Nie zachodziła również możliwość dokonania przez Sąd odwoławczy stosownej korekty orzeczenia w zakresie ustaleń faktycznych i przyjętego opisu czynu zabronionego. Mając na uwadze, iż apelację od przedmiotowego rozstrzygnięcia złożył jedynie obrońca oskarżonego, poczynienie jakichkolwiek ustaleń na niekorzyść R. C. stałoby w oczywistej i rażącej sprzeczności z treścią art. 434 § 1 k.p.k. (art. 109 § 2 k.p.w.), statuującego zakaz pogarszania sytuacji oskarżonego.

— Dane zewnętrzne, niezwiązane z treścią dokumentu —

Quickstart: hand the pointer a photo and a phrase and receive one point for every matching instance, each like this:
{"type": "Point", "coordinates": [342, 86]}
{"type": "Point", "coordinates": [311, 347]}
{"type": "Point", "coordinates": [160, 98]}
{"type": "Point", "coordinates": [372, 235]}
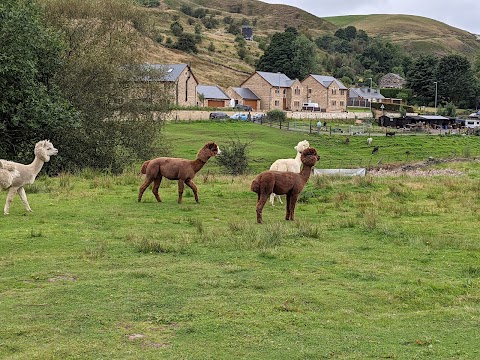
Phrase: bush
{"type": "Point", "coordinates": [234, 158]}
{"type": "Point", "coordinates": [276, 116]}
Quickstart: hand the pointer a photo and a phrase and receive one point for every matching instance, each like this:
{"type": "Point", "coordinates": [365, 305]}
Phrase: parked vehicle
{"type": "Point", "coordinates": [239, 116]}
{"type": "Point", "coordinates": [259, 117]}
{"type": "Point", "coordinates": [243, 107]}
{"type": "Point", "coordinates": [218, 115]}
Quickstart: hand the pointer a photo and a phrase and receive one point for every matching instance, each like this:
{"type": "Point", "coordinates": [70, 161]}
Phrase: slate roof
{"type": "Point", "coordinates": [365, 93]}
{"type": "Point", "coordinates": [276, 79]}
{"type": "Point", "coordinates": [392, 80]}
{"type": "Point", "coordinates": [168, 72]}
{"type": "Point", "coordinates": [246, 93]}
{"type": "Point", "coordinates": [327, 81]}
{"type": "Point", "coordinates": [212, 92]}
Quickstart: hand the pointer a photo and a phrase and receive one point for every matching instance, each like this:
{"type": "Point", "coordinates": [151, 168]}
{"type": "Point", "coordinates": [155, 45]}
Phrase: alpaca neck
{"type": "Point", "coordinates": [197, 164]}
{"type": "Point", "coordinates": [298, 158]}
{"type": "Point", "coordinates": [36, 166]}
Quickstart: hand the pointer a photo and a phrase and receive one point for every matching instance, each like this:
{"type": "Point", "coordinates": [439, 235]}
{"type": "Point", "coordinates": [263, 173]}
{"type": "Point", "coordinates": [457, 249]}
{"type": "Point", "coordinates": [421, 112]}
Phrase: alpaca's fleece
{"type": "Point", "coordinates": [179, 169]}
{"type": "Point", "coordinates": [292, 165]}
{"type": "Point", "coordinates": [13, 176]}
{"type": "Point", "coordinates": [284, 183]}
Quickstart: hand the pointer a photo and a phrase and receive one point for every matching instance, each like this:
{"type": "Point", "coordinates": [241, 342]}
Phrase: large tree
{"type": "Point", "coordinates": [421, 79]}
{"type": "Point", "coordinates": [31, 106]}
{"type": "Point", "coordinates": [290, 53]}
{"type": "Point", "coordinates": [99, 75]}
{"type": "Point", "coordinates": [456, 82]}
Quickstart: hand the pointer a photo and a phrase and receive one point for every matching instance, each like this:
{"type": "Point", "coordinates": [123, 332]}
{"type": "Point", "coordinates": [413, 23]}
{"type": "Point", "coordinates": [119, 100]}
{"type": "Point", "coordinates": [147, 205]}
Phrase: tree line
{"type": "Point", "coordinates": [63, 76]}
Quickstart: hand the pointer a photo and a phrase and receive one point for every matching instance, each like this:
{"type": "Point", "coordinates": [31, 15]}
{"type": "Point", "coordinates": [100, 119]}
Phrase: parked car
{"type": "Point", "coordinates": [218, 115]}
{"type": "Point", "coordinates": [243, 107]}
{"type": "Point", "coordinates": [239, 116]}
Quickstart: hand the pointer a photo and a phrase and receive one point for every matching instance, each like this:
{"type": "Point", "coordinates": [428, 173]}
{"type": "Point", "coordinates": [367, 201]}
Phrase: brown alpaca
{"type": "Point", "coordinates": [182, 170]}
{"type": "Point", "coordinates": [284, 183]}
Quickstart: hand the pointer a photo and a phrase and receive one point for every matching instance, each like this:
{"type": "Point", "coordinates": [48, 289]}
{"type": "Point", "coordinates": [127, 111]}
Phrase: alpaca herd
{"type": "Point", "coordinates": [285, 176]}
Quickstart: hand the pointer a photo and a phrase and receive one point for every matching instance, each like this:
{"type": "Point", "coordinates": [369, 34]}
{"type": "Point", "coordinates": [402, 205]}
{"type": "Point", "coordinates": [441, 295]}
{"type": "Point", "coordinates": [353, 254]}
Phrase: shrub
{"type": "Point", "coordinates": [276, 116]}
{"type": "Point", "coordinates": [234, 158]}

Nie ulega wątpliwości, iż zakaz reformationis in peius obejmuje także ustalenia faktyczne, a zatem Sąd odwoławczy w przypadku braku środka odwoławczego wniesionego na niekorzyść oskarżonego, nie może dokonać zmiany wyroku przez wprowadzenie do niego nowych, niekorzystnych dla oskarżonego ustaleń, choćby nawet materiał dowodowy w sposób oczywisty pozwalał na ich dokonanie, a ich pominięcie było wynikiem rażącego błędu (zob. postanowienie Sądu Najwyższego z 22.6.2006 r., IV KK 108/06, OSNwSK 2006, Nr 1, poz. 1266). Przyjęcie odmiennej wersji ewidentnie naruszałoby gwarancje procesowe związane z kierunkiem wniesionego środka odwoławczego. Stąd też w wypadku, gdy wyrok nie został zaskarżony na niekorzyść oskarżonego co do orzeczenia o winie, Sąd odwoławczy na skutek związania zakazem reformationis in peius, nie może ani dokonać nowych, niekorzystnych dla oskarżonego ustaleń faktycznych, w tym także w zakresie opisu przypisanego czynu, ani w tym celu uchylić wyroku i przekazać sprawy do ponownego rozpoznania. W takiej sytuacji, zachodzi konieczność uniewinnienia oskarżonego (por. postanowienia Sądu Najwyższego: z 26.5.2004 r. V KK 4/04, OSNKW 2004, Nr 6, poz. 66 oraz z 20.7.2005 r., I KZP 20/05, OSNKW 2005, Nr 9, poz. 76).

Powyższe istotne uchybienia, jakich dopuścił się Sąd meriti, stanowiły wobec tego samoistną podstawę do zmiany zaskarżonego wyroku poprzez uniewinnienie oskarżonego, gdyż w sprawie nie zostały zakwestionowane ustalenia i oceny Sądu I instancji, co do tego, że R. C. nie dopuścił się zarzucanego mu czynu w akcie oskarżenia z art. 291 § 1 k.k. Ukaranie (skazanie) zaś R. C. za przypisany mu czyn z art. 129 § 1 i 2 k.w. było niemożliwe z uwagi na brak tożsamości między czynem zarzuconym, a czynem przypisanym oskarżonemu. Brak zaś tożsamości czynów wyklucza możliwość skazania (ukarania) za czyn, który nie został objęty skargą przez uprawnionego oskarżyciela. Z tych wszystkich względów, w oparciu o powołane przepisy, Sąd odwoławczy zmienił zaskarżony wyrok w części objętej zaskarżeniem, a mianowicie wobec oskarżonego R. C. i uniewinnił tego oskarżonego od dokonania zarzucanego mu czynu.

Z uwagi na fakt, iż R. C. został uniewinniony od dokonania zarzucanego mu czynu Sąd Okręgowy, na podstawie art. 632 pkt 2 k.p.k., kosztami postępowania w sprawie, w odniesieniu do tego oskarżonego, obciążył Skarb Państwa.